Initial release: DictIA v0.8.14-alpha (fork de Speakr, AGPL-3.0)

2026-03-16 21:47:37 +00:00
commit 42772a31ed
365 changed files with 103572 additions and 0 deletions
--- a/tests/test_migration_compatibility.py
+++ b/tests/test_migration_compatibility.py
@@ -0,0 +1,251 @@
+"""
+Test suite to ensure database migrations are compatible with both SQLite and PostgreSQL.
+
+These tests scan the init_db.py file for patterns that would break on PostgreSQL,
+such as SQLite-only boolean defaults (0/1 instead of FALSE/TRUE) and unquoted
+reserved keywords.
+
+Run with: python tests/test_migration_compatibility.py
+"""
+
+import re
+import unittest
+import os
+
+
+class TestMigrationCompatibility(unittest.TestCase):
+    """Tests to ensure init_db.py uses cross-database compatible SQL."""
+
+    @classmethod
+    def setUpClass(cls):
+        """Load init_db.py content once for all tests."""
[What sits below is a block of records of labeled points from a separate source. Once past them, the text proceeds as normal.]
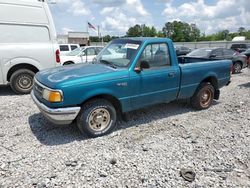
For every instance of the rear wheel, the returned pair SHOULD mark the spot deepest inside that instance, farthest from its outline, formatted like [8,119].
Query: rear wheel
[21,81]
[237,67]
[203,97]
[97,118]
+        # Find the project root
+        test_dir = os.path.dirname(os.path.abspath(__file__))
+        project_root = os.path.dirname(test_dir)
+        init_db_path = os.path.join(project_root, 'src', 'init_db.py')
+
+        with open(init_db_path, 'r') as f:
+            cls.content = f.read()
+
+    def test_no_raw_boolean_defaults_in_alter_table(self):
+        """
+        Ensure no raw ALTER TABLE statements use SQLite-only boolean defaults.
+
+        The pattern 'BOOLEAN DEFAULT 0' or 'BOOLEAN DEFAULT 1' in raw SQL
+        will fail on PostgreSQL, which requires 'DEFAULT FALSE' or 'DEFAULT TRUE'.
+
+        Using add_column_if_not_exists() handles this conversion automatically.
+        """
+        # Pattern to find raw SQL with text() that has BOOLEAN DEFAULT 0/1
+        # This matches: text('... BOOLEAN DEFAULT 0 ...') or text("...")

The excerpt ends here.